StevenCHowell commented 7 years ago

I have a few questions that came up as I looked at this code more closely. What are the use cases or purposes for the Atom and Molecule classes? What distinguishes these? I would expect a Molecule to be made of of several Atom objects; is this is the case? I expect that would drastically change the molecule interface to something like this:

mol_1.atom[0].coor()  # to get the coordinate for the first atom
mol_1.atom[:].coor()  # to get the coordinates for all the atoms

Is the atom class for single atoms and the molecule class for multiple atom constructions? Or are there situations when a single atom would be considered a molecule, that happens to only haves one atom?

I really like the Molecule_Maker class! I LOVE be able to define just the bits I care about, this is incredibly useful! I do wonder if this needs to be a separate class from Molecule. It may make sense for it to be a method called on an empty Molecule like this:

mol_1 = system.Molecule()
mol_1.create(natoms, atom='ATOM', index=None, name='C', loc=' ',
                 resname='DUM', chain='A', resid=None, rescode=' ', coor=None,
                 occupancy='0.00', beta='0.00', segname='DUM', element='C',
                 charge=' ')

This may depend on the answer to the earlier question about the purpose of the Molecule class. Another option to consider is to incorporate this into the Molecule __init__, having the code check for a pdb file name to load it, look for an input atom number to create the molecule, or fallback to creating an empty molecule.
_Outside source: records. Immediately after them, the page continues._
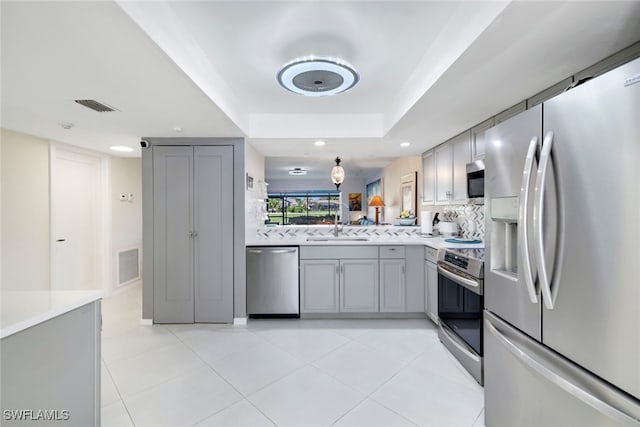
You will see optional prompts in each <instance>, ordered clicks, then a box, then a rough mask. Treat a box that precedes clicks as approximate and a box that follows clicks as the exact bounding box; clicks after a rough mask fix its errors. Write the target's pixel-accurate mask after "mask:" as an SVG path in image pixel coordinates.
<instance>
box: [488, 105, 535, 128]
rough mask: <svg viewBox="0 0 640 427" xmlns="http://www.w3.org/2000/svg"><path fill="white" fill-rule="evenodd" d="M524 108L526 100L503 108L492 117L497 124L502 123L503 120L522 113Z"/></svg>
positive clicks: (495, 122) (512, 116) (526, 106)
mask: <svg viewBox="0 0 640 427" xmlns="http://www.w3.org/2000/svg"><path fill="white" fill-rule="evenodd" d="M526 109H527V101H522V102H518V103H517V104H516V105H514V106H513V107H509V108H507V109H506V110H504V111H503V112H502V113H500V114H497V115H496V116H495V117H494V119H495V124H496V125H497V124H499V123H502V122H504V121H505V120H507V119H510V118H511V117H513V116H515V115H516V114H520V113H522V112H523V111H525V110H526Z"/></svg>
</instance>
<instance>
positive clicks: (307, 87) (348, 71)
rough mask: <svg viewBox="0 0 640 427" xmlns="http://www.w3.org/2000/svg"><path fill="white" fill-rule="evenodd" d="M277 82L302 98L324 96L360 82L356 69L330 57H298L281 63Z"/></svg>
mask: <svg viewBox="0 0 640 427" xmlns="http://www.w3.org/2000/svg"><path fill="white" fill-rule="evenodd" d="M277 79H278V83H280V86H282V87H284V88H285V89H287V90H290V91H291V92H295V93H297V94H300V95H304V96H328V95H335V94H336V93H340V92H344V91H346V90H349V89H351V88H352V87H354V86H355V85H356V84H357V83H358V81H359V80H360V76H359V75H358V73H357V72H356V70H355V69H354V68H353V67H351V66H350V65H349V64H347V63H345V62H344V61H341V60H338V59H333V58H315V57H310V58H301V59H296V60H294V61H292V62H289V63H288V64H285V65H284V66H283V67H282V68H281V69H280V71H279V72H278V76H277Z"/></svg>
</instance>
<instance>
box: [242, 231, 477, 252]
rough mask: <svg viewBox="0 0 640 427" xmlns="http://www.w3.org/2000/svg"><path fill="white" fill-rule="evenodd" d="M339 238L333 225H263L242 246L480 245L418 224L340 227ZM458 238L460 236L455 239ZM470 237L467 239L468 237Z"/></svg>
mask: <svg viewBox="0 0 640 427" xmlns="http://www.w3.org/2000/svg"><path fill="white" fill-rule="evenodd" d="M338 234H339V237H338V238H335V237H334V236H333V226H279V227H263V228H261V229H259V230H258V232H257V233H256V236H255V237H253V236H252V238H248V239H247V241H246V246H354V245H355V246H363V245H364V246H369V245H378V246H382V245H424V246H429V247H432V248H434V249H440V248H484V241H482V240H481V242H480V243H451V242H447V239H451V238H452V237H450V236H447V237H445V236H437V237H433V236H429V235H422V234H420V233H419V227H411V226H410V227H399V226H378V227H376V226H368V227H364V226H359V227H358V226H356V227H354V226H344V228H343V229H342V231H340V232H339V233H338ZM458 239H460V238H458ZM469 240H470V239H469Z"/></svg>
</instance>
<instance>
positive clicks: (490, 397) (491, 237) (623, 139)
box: [484, 59, 640, 427]
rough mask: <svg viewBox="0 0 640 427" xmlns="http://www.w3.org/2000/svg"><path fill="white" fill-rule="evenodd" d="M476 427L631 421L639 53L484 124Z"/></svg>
mask: <svg viewBox="0 0 640 427" xmlns="http://www.w3.org/2000/svg"><path fill="white" fill-rule="evenodd" d="M485 141H486V144H487V146H486V160H485V166H486V170H485V186H486V189H485V190H486V191H485V203H486V207H485V208H486V227H487V228H486V232H487V239H486V240H487V243H486V245H487V262H488V264H487V265H486V266H485V300H484V301H485V311H484V326H485V329H484V351H485V359H484V369H485V376H484V377H485V423H486V425H487V426H491V427H493V426H536V427H539V426H563V427H564V426H598V427H600V426H621V425H629V426H640V59H637V60H635V61H632V62H630V63H628V64H626V65H624V66H622V67H619V68H617V69H614V70H612V71H610V72H608V73H606V74H604V75H602V76H599V77H597V78H595V79H592V80H590V81H588V82H586V83H584V84H582V85H580V86H578V87H576V88H574V89H571V90H569V91H567V92H565V93H563V94H561V95H559V96H557V97H555V98H553V99H551V100H549V101H547V102H545V103H544V104H543V105H539V106H536V107H534V108H532V109H529V110H527V111H525V112H523V113H521V114H520V115H518V116H516V117H513V118H512V119H510V120H507V121H505V122H503V123H500V124H499V125H497V126H496V127H494V128H492V129H490V130H488V131H487V133H486V136H485Z"/></svg>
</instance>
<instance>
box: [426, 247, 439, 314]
mask: <svg viewBox="0 0 640 427" xmlns="http://www.w3.org/2000/svg"><path fill="white" fill-rule="evenodd" d="M437 258H438V250H437V249H434V248H431V247H428V246H427V247H425V248H424V297H425V299H424V312H425V314H426V315H427V317H429V318H430V319H431V320H432V321H434V322H435V323H436V324H437V323H438V268H437V264H436V262H437Z"/></svg>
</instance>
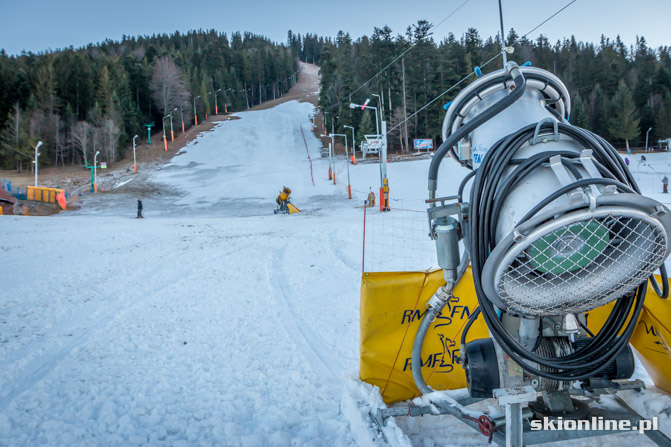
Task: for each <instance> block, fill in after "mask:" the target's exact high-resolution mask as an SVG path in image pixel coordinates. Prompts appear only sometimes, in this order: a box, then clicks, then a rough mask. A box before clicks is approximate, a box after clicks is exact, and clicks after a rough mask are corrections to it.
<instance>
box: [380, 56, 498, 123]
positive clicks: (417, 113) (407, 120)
mask: <svg viewBox="0 0 671 447" xmlns="http://www.w3.org/2000/svg"><path fill="white" fill-rule="evenodd" d="M499 57H502V53H496V55H495V56H494V57H492V58H491V59H489V60H488V61H487V62H485V63H484V64H482V65H481V66H480V67H478V68H480V69H482V68H484V67H486V66H487V65H489V64H490V63H492V62H494V61H495V60H496V59H497V58H499ZM473 75H475V71H472V72H470V73H469V74H467V75H466V76H464V77H463V78H461V79H460V80H459V81H458V82H457V83H456V84H453V85H452V86H451V87H450V88H448V89H447V90H445V91H444V92H443V93H441V94H440V95H438V96H436V97H435V98H433V99H432V100H431V101H429V102H428V103H426V104H424V106H422V108H421V109H419V110H417V111H416V112H415V113H413V114H412V115H410V116H409V117H407V118H406V119H404V120H403V121H401V122H400V123H398V124H397V125H395V126H394V127H392V128H391V129H389V130H388V131H387V134H389V133H391V132H393V131H394V130H395V129H397V128H399V127H400V126H401V125H403V124H404V123H406V122H407V121H409V120H411V119H412V118H413V117H414V116H415V115H417V114H418V113H419V112H421V111H422V110H424V109H426V108H427V107H429V106H430V105H431V104H433V103H434V102H436V101H438V100H439V99H440V98H442V97H443V96H445V95H447V94H448V93H449V92H451V91H452V90H454V89H455V88H457V87H458V86H460V85H461V84H462V83H464V82H466V80H467V79H469V78H471V77H472V76H473Z"/></svg>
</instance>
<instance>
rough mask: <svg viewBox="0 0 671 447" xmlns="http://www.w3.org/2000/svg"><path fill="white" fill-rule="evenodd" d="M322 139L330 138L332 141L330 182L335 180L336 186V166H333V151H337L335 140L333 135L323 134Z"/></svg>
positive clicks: (331, 144) (330, 159)
mask: <svg viewBox="0 0 671 447" xmlns="http://www.w3.org/2000/svg"><path fill="white" fill-rule="evenodd" d="M322 138H330V139H331V145H330V146H329V180H331V179H333V184H334V185H335V166H334V165H333V150H334V149H335V147H334V146H335V140H334V138H333V134H331V135H324V134H322Z"/></svg>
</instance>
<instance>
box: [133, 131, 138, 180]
mask: <svg viewBox="0 0 671 447" xmlns="http://www.w3.org/2000/svg"><path fill="white" fill-rule="evenodd" d="M136 138H137V135H135V136H134V137H133V173H135V174H137V162H136V160H135V139H136Z"/></svg>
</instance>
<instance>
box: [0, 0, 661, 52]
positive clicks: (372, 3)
mask: <svg viewBox="0 0 671 447" xmlns="http://www.w3.org/2000/svg"><path fill="white" fill-rule="evenodd" d="M464 1H465V0H440V1H439V0H425V1H421V0H420V1H414V2H408V1H398V0H388V1H362V0H340V1H338V2H327V1H325V0H310V1H307V0H288V1H284V2H280V1H276V0H272V1H271V0H246V1H236V2H232V1H228V0H220V1H207V0H205V1H199V2H193V1H184V0H181V1H175V0H164V1H160V2H159V1H142V0H135V1H131V0H116V1H104V2H103V1H98V0H89V1H84V0H60V1H54V0H51V1H44V0H34V1H31V0H26V1H15V0H0V11H1V12H2V13H1V15H0V48H4V49H5V50H6V51H7V52H8V53H10V54H16V53H19V52H20V51H21V50H23V49H25V50H29V51H35V52H36V51H43V50H46V49H57V48H63V47H67V46H70V45H73V46H75V47H78V46H82V45H85V44H87V43H89V42H99V41H102V40H105V39H107V38H110V39H114V40H116V39H120V38H121V36H122V35H124V34H126V35H145V34H153V33H170V32H174V31H175V30H179V31H188V30H190V29H196V28H203V29H210V28H214V29H216V30H219V31H222V32H226V33H229V34H230V32H232V31H238V30H239V31H252V32H254V33H257V34H262V35H266V36H268V37H270V38H271V39H273V40H275V41H282V42H284V41H285V40H286V35H287V30H288V29H293V30H294V32H297V33H301V34H304V33H307V32H310V33H317V34H319V35H324V36H334V35H335V34H336V33H337V32H338V30H341V29H342V30H344V31H346V32H349V33H350V34H351V35H352V36H353V37H354V38H355V39H356V38H357V37H360V36H362V35H364V34H366V35H370V33H371V32H372V30H373V27H374V26H382V25H385V24H386V25H389V26H390V27H391V28H392V29H393V30H394V33H398V32H404V30H405V28H406V27H407V26H408V25H409V24H411V23H414V22H416V21H417V20H420V19H427V20H429V21H430V22H431V23H434V24H436V23H438V22H440V21H441V20H442V19H443V18H445V17H446V16H447V15H448V14H449V13H450V12H451V11H453V10H454V9H455V8H456V7H457V6H459V5H460V4H462V3H463V2H464ZM568 2H569V0H503V8H504V20H505V27H506V30H507V29H509V28H511V27H513V28H515V29H516V30H517V32H518V33H519V34H520V35H521V34H524V33H526V32H527V31H529V30H530V29H532V28H534V27H535V26H536V25H537V24H538V23H540V22H541V21H543V20H544V19H545V18H547V17H548V16H550V15H551V14H552V13H553V12H555V11H557V10H558V9H559V8H560V7H561V6H563V5H564V4H566V3H568ZM497 5H498V0H470V1H469V2H468V3H467V4H466V5H465V6H464V7H463V8H462V9H460V10H459V11H458V12H457V13H456V14H455V15H454V16H453V17H452V18H450V19H449V20H448V21H447V22H445V23H444V24H442V25H440V27H437V28H436V29H435V31H434V35H435V37H436V38H437V39H441V38H442V37H444V36H445V35H447V33H449V32H453V33H454V34H455V35H457V36H460V35H461V34H462V33H463V32H464V31H465V30H466V29H467V28H468V27H475V28H477V29H478V30H479V31H480V34H481V35H482V36H483V37H487V36H490V35H494V34H495V33H496V31H497V29H498V14H497ZM669 18H671V1H669V0H639V1H636V2H632V1H631V0H627V1H625V0H578V1H576V3H574V4H573V5H572V6H570V7H569V8H568V9H567V10H566V11H564V12H563V13H561V14H560V15H558V16H557V17H555V18H554V19H553V20H552V21H550V22H548V23H547V24H545V25H544V26H543V27H541V28H540V29H539V30H538V31H536V32H534V33H533V34H531V35H530V37H534V38H535V37H537V36H538V35H539V34H540V33H543V34H545V35H547V36H548V37H549V38H550V40H551V42H555V41H556V40H557V39H561V38H563V37H568V36H570V35H571V34H574V35H575V36H576V37H577V38H578V39H579V40H583V41H592V42H598V41H599V37H600V35H601V34H605V35H606V36H608V37H612V38H614V37H615V36H616V35H617V34H620V35H621V37H622V39H623V40H624V42H625V43H627V44H628V45H629V44H632V43H634V42H635V36H637V35H643V36H645V38H646V40H647V41H648V43H649V45H651V46H653V47H657V46H661V45H671V31H669V29H668V26H669V25H668V23H669V22H668V21H669Z"/></svg>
StevenCHowell commented 7 years ago

Molecule_Maker does not function as I thought. I would like to chat about the design goals so I can fix this to fit with the overall design.

StevenCHowell commented 7 years ago

When initializing a Molecule, mol_1 = system.Molecule(), most of the molecule properties do not get defined. _natoms, _mass, _coor, _com, _conect do, but the others do not.

StevenCHowell commented 7 years ago

This is ready for review and comments. It includes the 4 main changes we discussed:

  1. Add field_definitions to pdb_io.py
  2. Add a creator method to the system.Atom class
  3. Add an append method to the system.Atom class for combining sasmol objects via obj_1.append(obj_2)
  4. Update the Atom.__add__ method to output a new sasmol object without modifying any of the input sasmol objects (this supports both obj_1 + obj_2 addition and sum([obj_1, obj_2, obj_3]) addition)

To verify the documentation is up to date, I added a if __name__ == "__main__": which tests that all the examples in the doc-strings actually run as described. They all pass.